Тристан. Конечно. Так думали о себе все века, даже самые варварские, так думает и мой век, и я вместе с ним. Если вы меня спросите, в чем заключается его превосходство, я повторю вам все то, что уже сказал.
Друг. Одним словом, вы согласны с мнением журналов.
Тристан. Именно. Я преклоняюсь пред глубиною философии журналов, которые, искореняя всякую другую литературу, преимущественно тяжелую и непривлекательную, являются истинными просветителями нашего времени. Неправда-ли?
Друг. Истинная правда. Если вы говорите
Тристан. Вашим, вашим.
Друг. Но что-же вы сделаете с вашей книгой? Неужели вы передадите потомству мысли, в которые уже не верите?

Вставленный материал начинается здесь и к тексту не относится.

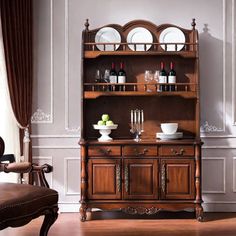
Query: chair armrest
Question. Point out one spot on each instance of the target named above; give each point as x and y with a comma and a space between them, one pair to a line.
27, 167
22, 167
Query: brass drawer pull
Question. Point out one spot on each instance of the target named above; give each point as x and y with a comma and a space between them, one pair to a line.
176, 153
105, 152
126, 178
137, 153
118, 179
163, 178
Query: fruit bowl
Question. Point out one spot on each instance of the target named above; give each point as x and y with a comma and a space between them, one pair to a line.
105, 130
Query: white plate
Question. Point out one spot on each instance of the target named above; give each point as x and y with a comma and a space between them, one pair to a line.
107, 35
163, 136
139, 35
172, 35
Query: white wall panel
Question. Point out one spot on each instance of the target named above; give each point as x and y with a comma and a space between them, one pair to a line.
56, 103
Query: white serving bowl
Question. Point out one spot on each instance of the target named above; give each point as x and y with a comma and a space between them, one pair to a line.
169, 128
105, 130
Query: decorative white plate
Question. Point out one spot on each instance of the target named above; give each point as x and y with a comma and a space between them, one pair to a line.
163, 136
139, 35
107, 35
172, 35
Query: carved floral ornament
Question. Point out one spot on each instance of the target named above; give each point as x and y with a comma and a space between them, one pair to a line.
207, 128
141, 210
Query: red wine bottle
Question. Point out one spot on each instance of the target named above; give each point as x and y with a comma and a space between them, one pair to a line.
162, 78
172, 77
121, 79
113, 76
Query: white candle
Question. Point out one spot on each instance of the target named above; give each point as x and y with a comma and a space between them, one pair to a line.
138, 111
142, 116
131, 117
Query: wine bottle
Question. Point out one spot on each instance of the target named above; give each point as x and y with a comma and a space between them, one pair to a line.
172, 77
121, 77
113, 76
162, 78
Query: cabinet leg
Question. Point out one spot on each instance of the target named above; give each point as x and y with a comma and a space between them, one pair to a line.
83, 212
199, 213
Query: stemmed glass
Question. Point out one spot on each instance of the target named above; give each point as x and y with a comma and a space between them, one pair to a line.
148, 77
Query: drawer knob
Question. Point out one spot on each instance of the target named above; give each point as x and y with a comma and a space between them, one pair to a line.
105, 151
180, 153
137, 153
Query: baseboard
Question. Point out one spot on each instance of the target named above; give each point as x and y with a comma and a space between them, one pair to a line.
219, 207
68, 207
208, 207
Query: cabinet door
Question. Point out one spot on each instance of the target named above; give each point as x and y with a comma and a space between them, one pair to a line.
177, 179
104, 179
140, 179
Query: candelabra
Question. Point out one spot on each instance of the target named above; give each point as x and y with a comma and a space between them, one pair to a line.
137, 120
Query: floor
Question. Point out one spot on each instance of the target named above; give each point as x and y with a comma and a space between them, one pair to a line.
112, 224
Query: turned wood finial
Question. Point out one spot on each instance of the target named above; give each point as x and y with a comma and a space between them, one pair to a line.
86, 24
193, 23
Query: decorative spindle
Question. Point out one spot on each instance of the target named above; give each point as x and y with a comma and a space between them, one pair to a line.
137, 119
193, 24
86, 24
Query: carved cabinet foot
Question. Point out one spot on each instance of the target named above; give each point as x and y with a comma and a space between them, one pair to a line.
199, 213
83, 213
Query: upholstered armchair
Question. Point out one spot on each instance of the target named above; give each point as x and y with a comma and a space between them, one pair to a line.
20, 203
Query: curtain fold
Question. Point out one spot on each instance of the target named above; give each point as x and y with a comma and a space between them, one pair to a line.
17, 21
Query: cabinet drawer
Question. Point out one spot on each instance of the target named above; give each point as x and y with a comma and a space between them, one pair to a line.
139, 151
103, 151
177, 150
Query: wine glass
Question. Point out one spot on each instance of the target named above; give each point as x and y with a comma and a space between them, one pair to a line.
156, 78
148, 77
98, 76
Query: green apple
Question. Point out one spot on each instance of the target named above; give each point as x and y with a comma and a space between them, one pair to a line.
105, 117
101, 122
109, 122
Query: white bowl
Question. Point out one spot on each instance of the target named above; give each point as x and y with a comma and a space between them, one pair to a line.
169, 128
105, 130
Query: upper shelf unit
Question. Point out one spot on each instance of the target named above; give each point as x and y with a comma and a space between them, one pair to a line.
140, 38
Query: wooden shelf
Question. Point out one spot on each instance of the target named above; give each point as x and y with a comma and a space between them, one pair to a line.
184, 54
96, 94
183, 141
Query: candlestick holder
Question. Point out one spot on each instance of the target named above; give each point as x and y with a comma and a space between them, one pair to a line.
137, 120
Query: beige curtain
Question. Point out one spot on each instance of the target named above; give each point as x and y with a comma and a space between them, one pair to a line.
9, 130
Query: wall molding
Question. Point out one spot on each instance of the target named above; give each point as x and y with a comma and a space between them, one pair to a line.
56, 147
39, 116
218, 147
45, 117
66, 172
233, 63
54, 136
67, 126
234, 174
206, 127
46, 158
224, 175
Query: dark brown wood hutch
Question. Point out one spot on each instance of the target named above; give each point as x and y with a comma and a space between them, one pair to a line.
150, 175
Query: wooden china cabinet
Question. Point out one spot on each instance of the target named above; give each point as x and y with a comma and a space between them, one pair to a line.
150, 175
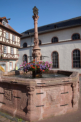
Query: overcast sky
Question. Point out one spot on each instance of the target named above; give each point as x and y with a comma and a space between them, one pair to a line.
50, 11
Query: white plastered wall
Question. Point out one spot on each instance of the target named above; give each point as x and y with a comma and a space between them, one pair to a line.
64, 48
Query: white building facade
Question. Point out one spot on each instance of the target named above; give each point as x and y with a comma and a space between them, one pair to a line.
59, 42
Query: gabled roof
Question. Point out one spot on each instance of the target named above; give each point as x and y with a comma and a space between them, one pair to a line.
8, 26
54, 26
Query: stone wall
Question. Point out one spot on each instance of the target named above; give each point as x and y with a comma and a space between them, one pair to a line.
36, 99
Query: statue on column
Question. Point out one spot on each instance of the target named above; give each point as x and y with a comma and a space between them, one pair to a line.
36, 49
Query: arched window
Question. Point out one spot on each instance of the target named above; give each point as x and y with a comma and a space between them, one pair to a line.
55, 59
25, 58
54, 39
75, 36
40, 42
25, 44
76, 58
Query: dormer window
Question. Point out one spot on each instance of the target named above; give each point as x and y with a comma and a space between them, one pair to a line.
6, 35
13, 38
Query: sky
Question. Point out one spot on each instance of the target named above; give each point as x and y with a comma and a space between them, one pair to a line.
50, 11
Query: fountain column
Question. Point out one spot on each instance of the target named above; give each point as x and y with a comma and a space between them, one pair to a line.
36, 49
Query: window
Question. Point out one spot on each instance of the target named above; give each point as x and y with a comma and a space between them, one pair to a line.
13, 38
55, 59
76, 58
4, 23
41, 57
12, 50
25, 44
5, 49
25, 58
39, 42
75, 36
6, 35
17, 51
54, 39
11, 65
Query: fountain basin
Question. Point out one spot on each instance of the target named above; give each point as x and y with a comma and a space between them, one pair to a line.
36, 99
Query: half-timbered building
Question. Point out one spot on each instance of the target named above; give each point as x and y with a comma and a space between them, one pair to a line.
9, 44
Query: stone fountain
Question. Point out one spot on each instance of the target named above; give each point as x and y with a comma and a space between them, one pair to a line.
39, 98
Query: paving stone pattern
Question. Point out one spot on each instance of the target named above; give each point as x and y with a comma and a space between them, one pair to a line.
69, 117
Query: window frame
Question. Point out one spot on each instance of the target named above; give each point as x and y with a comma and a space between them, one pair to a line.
54, 37
12, 51
7, 35
41, 42
52, 59
74, 34
24, 43
6, 49
80, 59
27, 58
13, 38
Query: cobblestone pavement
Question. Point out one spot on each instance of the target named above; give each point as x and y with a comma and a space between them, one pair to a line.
69, 117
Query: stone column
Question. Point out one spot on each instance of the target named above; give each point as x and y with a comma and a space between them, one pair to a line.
36, 50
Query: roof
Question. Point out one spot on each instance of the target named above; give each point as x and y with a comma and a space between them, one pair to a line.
54, 26
8, 26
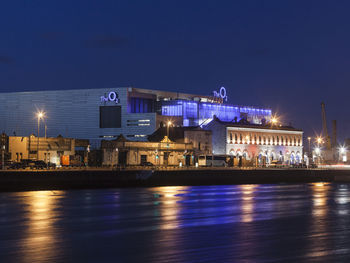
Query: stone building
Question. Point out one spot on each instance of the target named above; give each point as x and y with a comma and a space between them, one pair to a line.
257, 144
165, 152
46, 149
201, 139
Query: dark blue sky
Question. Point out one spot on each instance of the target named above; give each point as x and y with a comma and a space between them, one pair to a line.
289, 55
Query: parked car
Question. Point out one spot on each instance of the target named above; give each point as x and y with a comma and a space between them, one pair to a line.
51, 165
147, 164
15, 165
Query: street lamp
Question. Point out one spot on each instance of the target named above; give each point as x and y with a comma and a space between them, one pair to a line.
40, 115
274, 120
309, 139
167, 129
342, 154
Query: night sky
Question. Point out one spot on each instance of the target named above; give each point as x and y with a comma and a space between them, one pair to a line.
287, 55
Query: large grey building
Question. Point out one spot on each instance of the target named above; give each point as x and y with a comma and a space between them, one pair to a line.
105, 113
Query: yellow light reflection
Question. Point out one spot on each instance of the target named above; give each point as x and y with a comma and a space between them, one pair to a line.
319, 198
40, 238
168, 207
247, 202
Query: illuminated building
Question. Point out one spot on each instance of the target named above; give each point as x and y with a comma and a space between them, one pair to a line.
47, 149
257, 144
97, 114
165, 152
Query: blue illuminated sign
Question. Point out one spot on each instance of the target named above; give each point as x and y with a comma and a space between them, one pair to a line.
112, 96
221, 94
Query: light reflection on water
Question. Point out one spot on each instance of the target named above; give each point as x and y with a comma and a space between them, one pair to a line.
251, 223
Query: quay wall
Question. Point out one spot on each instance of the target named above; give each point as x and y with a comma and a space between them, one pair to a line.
91, 179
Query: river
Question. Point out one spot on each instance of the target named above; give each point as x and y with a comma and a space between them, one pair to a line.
238, 223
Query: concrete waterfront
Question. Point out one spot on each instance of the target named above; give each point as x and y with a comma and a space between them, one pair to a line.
27, 180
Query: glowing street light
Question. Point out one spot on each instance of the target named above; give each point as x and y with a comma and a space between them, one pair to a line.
40, 115
274, 120
319, 140
317, 150
167, 129
342, 150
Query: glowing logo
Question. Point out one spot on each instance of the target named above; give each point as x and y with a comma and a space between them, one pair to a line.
112, 96
221, 94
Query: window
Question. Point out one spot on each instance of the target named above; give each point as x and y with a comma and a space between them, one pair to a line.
110, 117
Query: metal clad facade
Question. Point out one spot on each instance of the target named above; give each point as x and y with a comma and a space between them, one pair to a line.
71, 113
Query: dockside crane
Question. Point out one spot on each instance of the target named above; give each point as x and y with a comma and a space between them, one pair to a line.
324, 127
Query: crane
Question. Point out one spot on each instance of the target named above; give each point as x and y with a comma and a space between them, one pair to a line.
324, 127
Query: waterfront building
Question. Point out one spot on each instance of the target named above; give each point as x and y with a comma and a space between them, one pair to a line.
46, 149
98, 114
163, 153
200, 138
257, 144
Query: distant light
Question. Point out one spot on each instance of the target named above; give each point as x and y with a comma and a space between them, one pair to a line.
342, 150
319, 140
40, 114
274, 120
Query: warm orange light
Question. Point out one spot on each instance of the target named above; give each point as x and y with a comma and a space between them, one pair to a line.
40, 115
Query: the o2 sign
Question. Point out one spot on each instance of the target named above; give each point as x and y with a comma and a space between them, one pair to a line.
221, 93
112, 96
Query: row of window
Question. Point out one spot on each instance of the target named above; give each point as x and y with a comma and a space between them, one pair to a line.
264, 140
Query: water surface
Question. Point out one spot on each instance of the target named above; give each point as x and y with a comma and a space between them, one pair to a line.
243, 223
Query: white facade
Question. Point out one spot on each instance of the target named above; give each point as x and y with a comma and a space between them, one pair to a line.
265, 145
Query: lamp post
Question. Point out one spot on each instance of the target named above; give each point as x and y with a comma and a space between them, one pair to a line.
309, 139
3, 156
167, 129
39, 115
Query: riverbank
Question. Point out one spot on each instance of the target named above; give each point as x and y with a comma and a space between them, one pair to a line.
99, 178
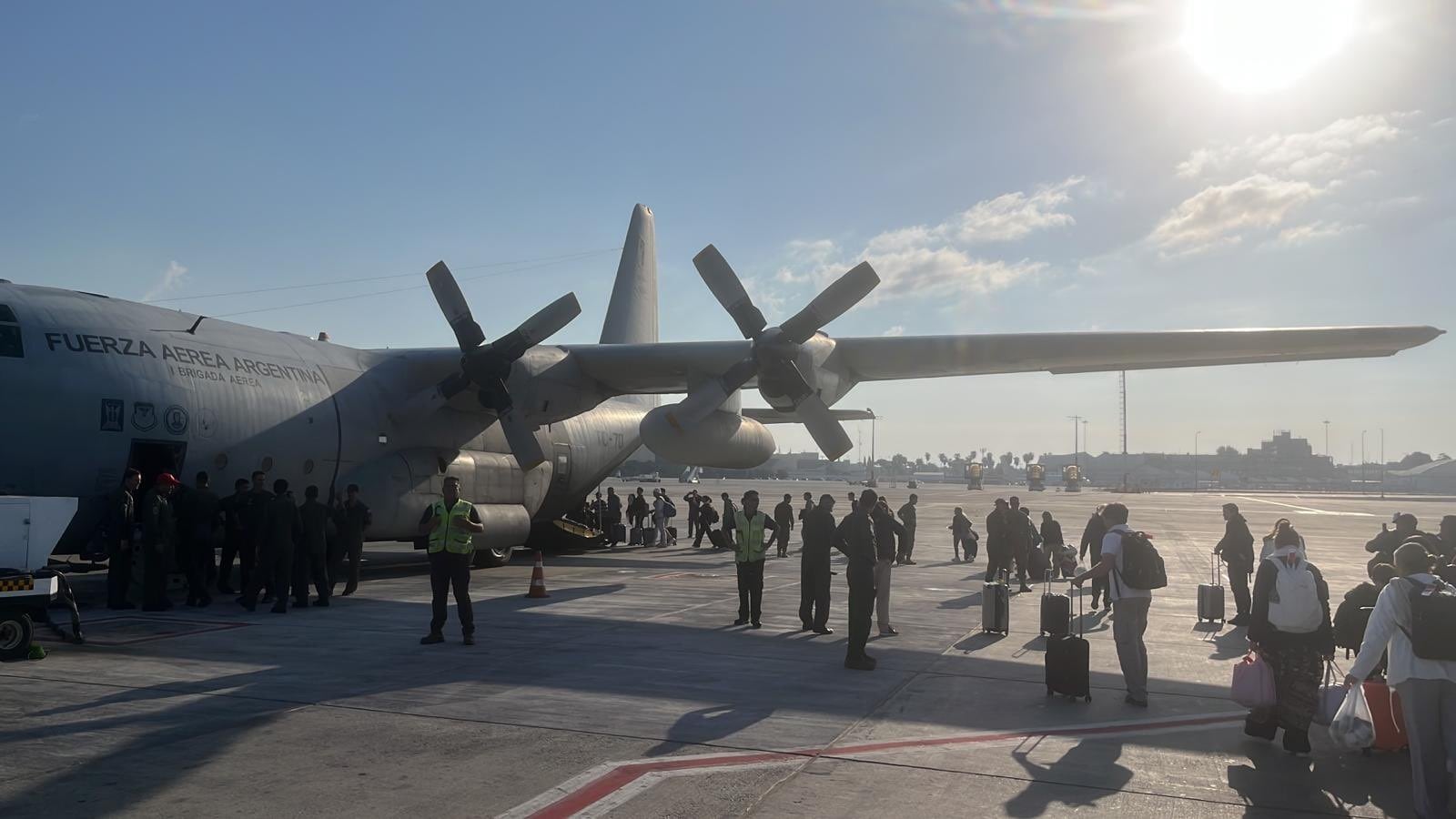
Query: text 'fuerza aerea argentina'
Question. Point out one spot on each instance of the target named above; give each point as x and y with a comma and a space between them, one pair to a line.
194, 356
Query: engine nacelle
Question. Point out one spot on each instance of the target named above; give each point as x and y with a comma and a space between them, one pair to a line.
725, 440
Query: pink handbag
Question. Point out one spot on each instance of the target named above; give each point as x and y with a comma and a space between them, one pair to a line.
1252, 682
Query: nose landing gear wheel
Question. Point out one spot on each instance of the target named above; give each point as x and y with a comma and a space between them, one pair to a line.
16, 632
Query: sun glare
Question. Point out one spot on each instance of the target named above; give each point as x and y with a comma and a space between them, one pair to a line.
1263, 46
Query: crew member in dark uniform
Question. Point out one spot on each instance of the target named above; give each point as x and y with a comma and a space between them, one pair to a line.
907, 540
120, 530
353, 519
235, 540
784, 519
817, 528
281, 530
312, 554
855, 537
157, 538
198, 544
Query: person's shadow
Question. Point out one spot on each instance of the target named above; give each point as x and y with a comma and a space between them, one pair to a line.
1069, 782
706, 724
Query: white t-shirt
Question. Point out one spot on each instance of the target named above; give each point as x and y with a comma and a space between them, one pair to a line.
1113, 545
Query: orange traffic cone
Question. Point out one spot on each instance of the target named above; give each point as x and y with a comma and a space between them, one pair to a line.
538, 579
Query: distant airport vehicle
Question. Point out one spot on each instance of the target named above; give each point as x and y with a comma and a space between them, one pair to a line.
95, 385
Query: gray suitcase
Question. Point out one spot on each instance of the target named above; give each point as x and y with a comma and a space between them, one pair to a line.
996, 606
1210, 595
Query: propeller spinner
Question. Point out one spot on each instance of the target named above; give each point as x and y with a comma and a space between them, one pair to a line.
488, 366
775, 349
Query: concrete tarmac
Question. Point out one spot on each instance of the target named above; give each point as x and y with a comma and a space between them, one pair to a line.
628, 693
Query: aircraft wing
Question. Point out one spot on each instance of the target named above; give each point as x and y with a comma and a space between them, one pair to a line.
769, 416
936, 356
669, 368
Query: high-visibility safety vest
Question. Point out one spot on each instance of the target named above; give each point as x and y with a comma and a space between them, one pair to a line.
451, 535
749, 537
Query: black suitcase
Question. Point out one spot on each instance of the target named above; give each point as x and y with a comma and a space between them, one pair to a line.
1069, 662
996, 606
1056, 612
1210, 595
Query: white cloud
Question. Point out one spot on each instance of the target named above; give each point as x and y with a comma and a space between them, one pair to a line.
934, 261
167, 281
1222, 215
1016, 216
1310, 232
1309, 155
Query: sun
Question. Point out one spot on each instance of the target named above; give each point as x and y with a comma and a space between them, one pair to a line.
1263, 46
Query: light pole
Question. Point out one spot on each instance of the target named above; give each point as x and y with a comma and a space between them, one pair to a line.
1077, 457
1196, 460
1361, 460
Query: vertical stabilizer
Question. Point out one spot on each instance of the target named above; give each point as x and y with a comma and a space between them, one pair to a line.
632, 310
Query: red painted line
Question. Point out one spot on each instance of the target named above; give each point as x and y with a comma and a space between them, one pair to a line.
604, 785
973, 739
608, 784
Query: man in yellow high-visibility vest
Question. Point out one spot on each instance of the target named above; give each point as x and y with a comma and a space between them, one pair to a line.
449, 523
750, 552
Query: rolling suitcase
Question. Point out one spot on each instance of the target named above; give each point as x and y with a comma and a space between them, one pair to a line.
1056, 612
1390, 719
996, 606
1069, 661
1210, 595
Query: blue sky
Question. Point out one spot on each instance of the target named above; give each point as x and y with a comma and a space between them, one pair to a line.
1006, 167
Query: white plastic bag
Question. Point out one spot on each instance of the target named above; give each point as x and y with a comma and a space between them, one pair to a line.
1353, 727
1331, 697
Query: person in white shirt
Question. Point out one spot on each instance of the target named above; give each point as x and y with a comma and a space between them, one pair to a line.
1128, 606
1427, 688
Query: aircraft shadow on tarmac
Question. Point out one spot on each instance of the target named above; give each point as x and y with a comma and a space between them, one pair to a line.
177, 726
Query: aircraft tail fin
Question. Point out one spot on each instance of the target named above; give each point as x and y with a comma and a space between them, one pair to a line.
632, 310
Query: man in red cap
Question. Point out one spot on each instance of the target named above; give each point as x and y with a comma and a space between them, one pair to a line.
157, 542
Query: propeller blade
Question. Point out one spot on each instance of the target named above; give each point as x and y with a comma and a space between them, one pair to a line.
453, 305
826, 431
725, 286
836, 299
711, 395
546, 322
521, 438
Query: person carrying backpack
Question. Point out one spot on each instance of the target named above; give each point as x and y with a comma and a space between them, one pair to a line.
1289, 627
1135, 570
1424, 680
1237, 550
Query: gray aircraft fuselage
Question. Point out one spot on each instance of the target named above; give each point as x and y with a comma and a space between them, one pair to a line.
95, 383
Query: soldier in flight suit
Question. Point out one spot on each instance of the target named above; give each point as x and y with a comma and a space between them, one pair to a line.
312, 554
280, 531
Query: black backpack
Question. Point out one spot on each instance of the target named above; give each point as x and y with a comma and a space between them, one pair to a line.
1350, 624
1433, 622
1142, 566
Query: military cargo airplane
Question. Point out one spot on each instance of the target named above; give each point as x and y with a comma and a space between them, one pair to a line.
94, 385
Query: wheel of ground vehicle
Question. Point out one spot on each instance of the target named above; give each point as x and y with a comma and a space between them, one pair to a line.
491, 559
15, 634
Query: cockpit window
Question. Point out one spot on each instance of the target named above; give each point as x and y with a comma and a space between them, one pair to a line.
11, 344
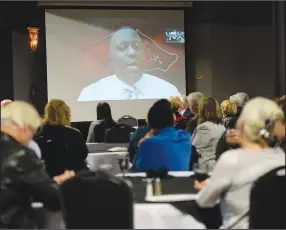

Тристан. Потомству? Вы меня смешите. Что касается индивидов девятнадцатого века, то поймите, им нечего бояться потомков, которые будут знать об этом столько-же, сколько знали предки. Индивиды исчезают перед массами, как элегантно выражаются современные мыслители. Это значит, что индивиду совершенно бесполезно беспокоиться о чем-бы то ни было. Я все предоставил массам. Каким образом эти массы, состоя из индивидов, обходятся без их участия, это, надеюсь, нам объяснят представители современного просвещения. Но, возвращаясь к моей книге и потомкам, я должен вам сказать, что книги, которые теперь пишутся скорее, нежели читаются, вообще стоят столько, сколько стоят, и существуют, смотря по тому, сколько стоят. Воображаю, как славно будущий век посмеется над чудовищной библиографией настоящего времени! Или он рассудит так: "Мои библиотеки полны книг, из которых многие стоили тридцатилетних и двадцатилетних трудов; сначала прочтем эти книги, потом остановимся на тех, которые стоили меньших усилий, и когда уже нам нечего будет читать, обратимся к импровизациям". Друг мой, наш век — век детей; немногие взрослые, которые уцелели, должны удалиться от стыда, как удаляется из страны хромых тот, кто ходит прямо. Эти добрые ребята хотят делать все, что делали в другие времена взрослые люди, и делают, действительно, по-детски, без дальних приготовлений. Один мой приятель, человек деловой, недавно мне говорил, что даже посредственность сделалась редкостью; почти все ничтожны, почти все неспособны к тем обязанностям и занятиям, которые выпали на их долю. В этом, мне кажется, отчасти и заключается различие между нашим веком и прошедшими. Правда, величие всегда было редко, но в прошедших веках жила по крайней мере посредственность; теперь-же эта посредственность умалилась до ничтожества. Отсюда этот ропот, это всеобщее смущение; каждый хочет быть всем, и никто не обращает внимания на немногих, действительно достойных, которым нет прохода среди чудовищной толпы соревнователей... И в то время, как последняя мелочь считает себя великой, темнота и шаткость положения сделались равно очевидными, как для дураков, так и для умных... Но, да здравствуют статистика, политика и экономия! Да здравствуют карманные энциклопедии и руководства и многое множество других творений нашего века! Да здравствует и сам девятнадцатый век, хотя и бедный делами, за то непомерно богатый словами, а это, как вам известно, — превосходный знак...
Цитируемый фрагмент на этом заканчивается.